En marchant dans Harvard Yard, on avançait lentement dans les allées bordées d’arbres, en regardant chaque bâtiment comme s’il avait sa propre personnalité malgré une harmonie architecturale très forte. Certains sont imposants, presque intimidants, d’autres plus discrets, mais tous donnent cette impression d’appartenir à quelque chose de beaucoup plus grand que toi. La Widener Library, par exemple, est tellement massive qu’elle impose le respect rien qu’en la regardant. C’est l’une des plus grandes bibliothèques universitaires au monde, avec des millions de volumes. Tu n’y entres pas comme dans une bibliothèque normale : tu entres dans un véritable temple du savoir, où chaque étage semble contenir une partie du monde.
Et puis il y a la fameuse statue de John Harvard. Tout le monde la touche pour “la chance”, surtout le pied, même si en réalité il y a plusieurs mythes autour de cette statue : ce ne serait pas exactement son vrai portrait, et la tradition du “pied porte-bonheur” est surtout une invention touristique.

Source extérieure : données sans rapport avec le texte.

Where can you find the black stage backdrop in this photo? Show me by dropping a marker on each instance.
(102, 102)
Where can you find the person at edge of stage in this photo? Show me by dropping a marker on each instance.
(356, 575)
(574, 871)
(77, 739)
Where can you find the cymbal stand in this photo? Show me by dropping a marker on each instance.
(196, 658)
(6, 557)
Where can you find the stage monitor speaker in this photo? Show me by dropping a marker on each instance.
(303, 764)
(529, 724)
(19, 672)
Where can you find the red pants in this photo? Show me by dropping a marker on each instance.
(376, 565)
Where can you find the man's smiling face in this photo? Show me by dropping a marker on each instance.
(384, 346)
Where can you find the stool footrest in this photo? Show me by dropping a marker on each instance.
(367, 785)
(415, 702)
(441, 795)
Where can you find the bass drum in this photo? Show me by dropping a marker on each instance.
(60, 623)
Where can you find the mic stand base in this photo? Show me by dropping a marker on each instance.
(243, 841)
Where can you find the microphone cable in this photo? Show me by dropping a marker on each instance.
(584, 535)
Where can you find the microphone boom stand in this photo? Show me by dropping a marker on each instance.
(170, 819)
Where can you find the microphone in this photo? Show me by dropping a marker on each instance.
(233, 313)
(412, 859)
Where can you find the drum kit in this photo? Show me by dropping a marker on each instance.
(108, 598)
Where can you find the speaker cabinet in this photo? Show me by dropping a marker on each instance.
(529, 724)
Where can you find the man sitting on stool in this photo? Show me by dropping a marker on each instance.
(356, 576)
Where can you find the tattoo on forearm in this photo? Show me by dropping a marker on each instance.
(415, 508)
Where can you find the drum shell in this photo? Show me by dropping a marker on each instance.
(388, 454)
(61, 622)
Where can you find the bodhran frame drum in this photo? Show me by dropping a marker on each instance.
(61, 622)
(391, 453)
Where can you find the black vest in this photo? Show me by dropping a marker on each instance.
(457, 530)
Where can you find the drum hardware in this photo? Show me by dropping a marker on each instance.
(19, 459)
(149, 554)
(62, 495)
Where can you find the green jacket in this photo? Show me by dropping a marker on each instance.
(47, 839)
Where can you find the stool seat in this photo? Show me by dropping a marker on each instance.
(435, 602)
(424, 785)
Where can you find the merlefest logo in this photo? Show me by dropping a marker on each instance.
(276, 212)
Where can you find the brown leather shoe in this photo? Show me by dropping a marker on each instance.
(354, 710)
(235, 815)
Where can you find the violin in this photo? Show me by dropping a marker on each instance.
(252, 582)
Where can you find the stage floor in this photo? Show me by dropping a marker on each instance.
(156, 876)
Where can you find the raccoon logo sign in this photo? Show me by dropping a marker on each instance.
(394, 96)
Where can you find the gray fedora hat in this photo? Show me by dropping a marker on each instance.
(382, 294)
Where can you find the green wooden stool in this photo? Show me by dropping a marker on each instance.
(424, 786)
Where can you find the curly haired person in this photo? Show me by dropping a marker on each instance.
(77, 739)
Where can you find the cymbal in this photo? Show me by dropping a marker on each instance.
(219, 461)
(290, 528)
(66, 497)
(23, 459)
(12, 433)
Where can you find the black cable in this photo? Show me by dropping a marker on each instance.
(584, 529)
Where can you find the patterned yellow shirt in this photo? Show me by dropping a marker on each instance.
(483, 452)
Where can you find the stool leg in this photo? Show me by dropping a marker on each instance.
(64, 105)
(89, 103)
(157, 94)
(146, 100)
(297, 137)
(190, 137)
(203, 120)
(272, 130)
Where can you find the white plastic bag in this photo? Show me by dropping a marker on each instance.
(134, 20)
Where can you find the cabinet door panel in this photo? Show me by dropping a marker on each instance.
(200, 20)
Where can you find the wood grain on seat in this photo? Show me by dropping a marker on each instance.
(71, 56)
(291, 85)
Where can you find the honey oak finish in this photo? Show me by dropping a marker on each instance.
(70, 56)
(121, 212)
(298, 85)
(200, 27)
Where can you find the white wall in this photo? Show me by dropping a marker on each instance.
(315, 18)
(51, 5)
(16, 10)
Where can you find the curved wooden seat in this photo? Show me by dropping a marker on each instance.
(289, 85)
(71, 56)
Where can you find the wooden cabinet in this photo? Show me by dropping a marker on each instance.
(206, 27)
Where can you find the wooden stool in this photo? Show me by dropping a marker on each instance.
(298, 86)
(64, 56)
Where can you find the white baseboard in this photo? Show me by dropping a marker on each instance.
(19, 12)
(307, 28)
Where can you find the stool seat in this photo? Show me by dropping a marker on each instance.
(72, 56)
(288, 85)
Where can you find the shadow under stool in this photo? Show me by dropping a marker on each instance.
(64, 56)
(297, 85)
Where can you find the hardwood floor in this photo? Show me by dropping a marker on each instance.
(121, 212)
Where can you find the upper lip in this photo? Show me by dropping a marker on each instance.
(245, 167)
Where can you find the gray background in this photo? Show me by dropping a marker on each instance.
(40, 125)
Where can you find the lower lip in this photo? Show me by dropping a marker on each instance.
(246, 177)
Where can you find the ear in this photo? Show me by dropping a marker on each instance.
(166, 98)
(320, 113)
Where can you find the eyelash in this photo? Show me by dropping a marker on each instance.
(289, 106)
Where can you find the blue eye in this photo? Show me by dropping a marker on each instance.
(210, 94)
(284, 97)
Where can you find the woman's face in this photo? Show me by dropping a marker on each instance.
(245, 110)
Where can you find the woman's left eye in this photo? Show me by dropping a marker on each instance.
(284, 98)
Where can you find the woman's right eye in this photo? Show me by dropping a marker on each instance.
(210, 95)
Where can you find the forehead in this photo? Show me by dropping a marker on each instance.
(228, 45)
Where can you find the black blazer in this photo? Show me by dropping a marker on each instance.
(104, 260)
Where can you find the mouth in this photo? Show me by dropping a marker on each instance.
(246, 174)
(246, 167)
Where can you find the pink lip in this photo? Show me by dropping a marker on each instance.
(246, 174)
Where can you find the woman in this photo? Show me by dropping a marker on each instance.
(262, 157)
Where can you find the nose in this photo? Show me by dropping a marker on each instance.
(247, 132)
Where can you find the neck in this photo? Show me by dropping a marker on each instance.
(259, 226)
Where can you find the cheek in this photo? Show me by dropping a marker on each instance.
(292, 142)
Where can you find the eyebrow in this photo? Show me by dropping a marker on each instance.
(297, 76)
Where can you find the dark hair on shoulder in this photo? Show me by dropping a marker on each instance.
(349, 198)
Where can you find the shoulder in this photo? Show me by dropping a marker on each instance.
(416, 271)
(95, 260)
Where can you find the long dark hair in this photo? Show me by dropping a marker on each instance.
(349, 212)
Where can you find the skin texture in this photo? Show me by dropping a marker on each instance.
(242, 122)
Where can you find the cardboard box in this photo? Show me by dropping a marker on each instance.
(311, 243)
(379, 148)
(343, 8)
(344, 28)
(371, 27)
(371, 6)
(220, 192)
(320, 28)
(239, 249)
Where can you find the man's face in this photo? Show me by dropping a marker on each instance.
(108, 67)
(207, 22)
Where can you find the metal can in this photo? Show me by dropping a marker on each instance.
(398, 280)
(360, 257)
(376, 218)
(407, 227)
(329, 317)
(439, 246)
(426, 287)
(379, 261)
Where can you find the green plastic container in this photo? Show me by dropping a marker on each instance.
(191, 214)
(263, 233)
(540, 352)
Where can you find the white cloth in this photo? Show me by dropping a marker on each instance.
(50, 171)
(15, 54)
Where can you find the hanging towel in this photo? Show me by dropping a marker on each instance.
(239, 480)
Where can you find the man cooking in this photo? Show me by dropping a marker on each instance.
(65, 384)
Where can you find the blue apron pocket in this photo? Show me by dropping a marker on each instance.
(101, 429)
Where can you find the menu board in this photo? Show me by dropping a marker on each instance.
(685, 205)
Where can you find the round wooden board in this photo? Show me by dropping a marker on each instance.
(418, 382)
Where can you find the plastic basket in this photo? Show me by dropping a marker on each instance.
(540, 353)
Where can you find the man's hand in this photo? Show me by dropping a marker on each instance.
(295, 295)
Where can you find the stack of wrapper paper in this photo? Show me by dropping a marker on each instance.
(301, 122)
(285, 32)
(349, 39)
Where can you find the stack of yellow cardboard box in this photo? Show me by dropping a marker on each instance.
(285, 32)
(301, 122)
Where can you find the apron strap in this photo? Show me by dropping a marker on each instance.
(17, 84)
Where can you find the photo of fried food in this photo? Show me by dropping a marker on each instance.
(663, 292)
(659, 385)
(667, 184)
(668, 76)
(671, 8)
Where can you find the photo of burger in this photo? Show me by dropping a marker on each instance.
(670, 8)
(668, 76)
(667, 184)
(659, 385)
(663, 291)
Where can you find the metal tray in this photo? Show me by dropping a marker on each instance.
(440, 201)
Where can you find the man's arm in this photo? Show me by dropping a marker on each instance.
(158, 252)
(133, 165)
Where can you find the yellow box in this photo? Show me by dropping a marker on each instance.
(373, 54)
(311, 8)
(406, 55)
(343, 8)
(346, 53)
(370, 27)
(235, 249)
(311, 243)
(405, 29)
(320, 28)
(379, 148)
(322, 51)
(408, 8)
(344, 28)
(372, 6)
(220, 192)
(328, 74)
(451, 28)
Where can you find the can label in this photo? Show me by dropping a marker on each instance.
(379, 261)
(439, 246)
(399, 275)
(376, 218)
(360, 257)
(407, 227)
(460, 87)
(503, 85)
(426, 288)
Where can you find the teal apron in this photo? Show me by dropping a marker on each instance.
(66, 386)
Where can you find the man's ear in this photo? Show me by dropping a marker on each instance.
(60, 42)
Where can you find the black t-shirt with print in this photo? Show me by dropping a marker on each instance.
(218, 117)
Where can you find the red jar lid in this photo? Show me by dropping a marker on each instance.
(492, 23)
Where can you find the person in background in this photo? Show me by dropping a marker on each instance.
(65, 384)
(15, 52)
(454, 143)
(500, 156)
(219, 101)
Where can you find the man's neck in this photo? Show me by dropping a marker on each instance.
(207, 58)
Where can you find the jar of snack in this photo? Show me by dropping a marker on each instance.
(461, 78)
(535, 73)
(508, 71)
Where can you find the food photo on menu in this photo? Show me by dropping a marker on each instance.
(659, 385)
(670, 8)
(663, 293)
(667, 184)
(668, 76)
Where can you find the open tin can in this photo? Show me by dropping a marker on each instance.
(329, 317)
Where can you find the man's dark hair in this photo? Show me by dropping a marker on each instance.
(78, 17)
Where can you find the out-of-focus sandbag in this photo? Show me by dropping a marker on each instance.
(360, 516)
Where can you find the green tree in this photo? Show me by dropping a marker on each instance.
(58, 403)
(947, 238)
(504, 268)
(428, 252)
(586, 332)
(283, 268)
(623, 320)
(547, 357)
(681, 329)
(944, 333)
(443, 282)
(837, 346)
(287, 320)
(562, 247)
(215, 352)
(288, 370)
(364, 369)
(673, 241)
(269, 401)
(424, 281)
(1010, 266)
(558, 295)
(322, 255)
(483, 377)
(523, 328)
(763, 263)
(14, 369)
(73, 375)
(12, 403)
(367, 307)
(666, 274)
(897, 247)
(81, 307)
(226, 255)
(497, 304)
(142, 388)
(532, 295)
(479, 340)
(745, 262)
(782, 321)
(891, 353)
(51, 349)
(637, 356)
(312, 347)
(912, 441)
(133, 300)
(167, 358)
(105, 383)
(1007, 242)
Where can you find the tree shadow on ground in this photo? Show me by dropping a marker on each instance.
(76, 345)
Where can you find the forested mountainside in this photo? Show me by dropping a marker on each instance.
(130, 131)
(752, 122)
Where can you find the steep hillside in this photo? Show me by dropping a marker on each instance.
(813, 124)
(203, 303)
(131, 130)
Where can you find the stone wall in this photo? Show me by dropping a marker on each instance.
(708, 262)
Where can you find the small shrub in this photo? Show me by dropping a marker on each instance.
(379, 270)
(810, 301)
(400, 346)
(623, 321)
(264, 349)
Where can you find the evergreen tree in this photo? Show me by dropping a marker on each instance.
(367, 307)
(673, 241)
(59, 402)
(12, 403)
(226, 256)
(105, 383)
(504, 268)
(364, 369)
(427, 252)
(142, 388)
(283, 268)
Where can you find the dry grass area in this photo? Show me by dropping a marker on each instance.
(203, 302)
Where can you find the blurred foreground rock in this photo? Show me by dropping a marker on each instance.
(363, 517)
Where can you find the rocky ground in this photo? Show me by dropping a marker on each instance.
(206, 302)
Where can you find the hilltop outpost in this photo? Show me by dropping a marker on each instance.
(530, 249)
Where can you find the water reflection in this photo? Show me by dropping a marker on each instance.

Mais malgré ça, tout le monde le fait quand même, dans une sorte de rituel silencieux partagé par des milliers de visiteurs.
Ce qui rend Harvard encore plus spécial, c’est ce contraste constant entre le sérieux académique et la vie quotidienne du campus. D’un côté, tu sais que tu es dans un endroit où étudient des étudiants qui deviendront parfois des chercheurs, des leaders politiques, des entrepreneurs ou des figures mondiales. De l’autre, tu vois des jeunes assis dans l’herbe, en train de lire, de rire, de boire un café, de simplement vivre leur journée. Certains traversent le campus d’un pas pressé avec leurs sacs pleins de livres, d’autres prennent le temps de s’arrêter sous un arbre. Tout est extrêmement normal… dans un endroit qui ne l’est absolument pas.






Et en y repensant, ce voyage à Boston dans son ensemble, c’était vraiment un petit voyage tellement beau avec ma mami. Ça nous a rapprochées énormément, entre les fous rires, les longues marches, les découvertes et les moments plus tranquilles. Mais il faut aussi dire la vérité : c’était un voyage extrêmement drainant. On a marché tous les jours, pendant de longues heures, parfois jusqu’à ne plus sentir nos jambes, à enchaîner les quartiers, les musées, les visites, sans vraiment s’arrêter. Il y avait des moments où on réalisait qu’on avait littéralement passé la journée debout, à absorber la ville de A à Z, du matin jusqu’au soir, avec juste des pauses rapides pour manger ou reprendre notre souffle.
Et malgré la fatigue, malgré les pieds un peu en mode “svp arrêtez de bouger”, on avait tellement de plaisir ensemble que ça passait presque tout seul. On riait pour des petites choses, on se perdait dans les rues pour rien, on commentait tout et n’importe quoi, et même les moments les plus simples devenaient drôles ou mémorables. Il y avait quelque chose de très naturel dans le fait de voyager ensemble, comme si on avait trouvé un rythme à deux sans avoir besoin de trop se parler pour se comprendre.
Oui, on a eu souvent mal au ventre à cause de la nourriture américaine — disons que les portions ne font vraiment pas dans la subtilité — mais honnêtement, ça faisait partie du voyage aussi. Même ça devenait une anecdote de plus, un petit moment de “ok, on a peut-être trop mangé encore une fois”.
Et au final, c’est ça qui reste le plus fort. Pas seulement les lieux incroyables, les bâtiments historiques ou les grandes visites… mais le fait de les avoir vécus ensemble, dans la fatigue, les rires, les marches interminables et les petits moments simples entre deux aventures.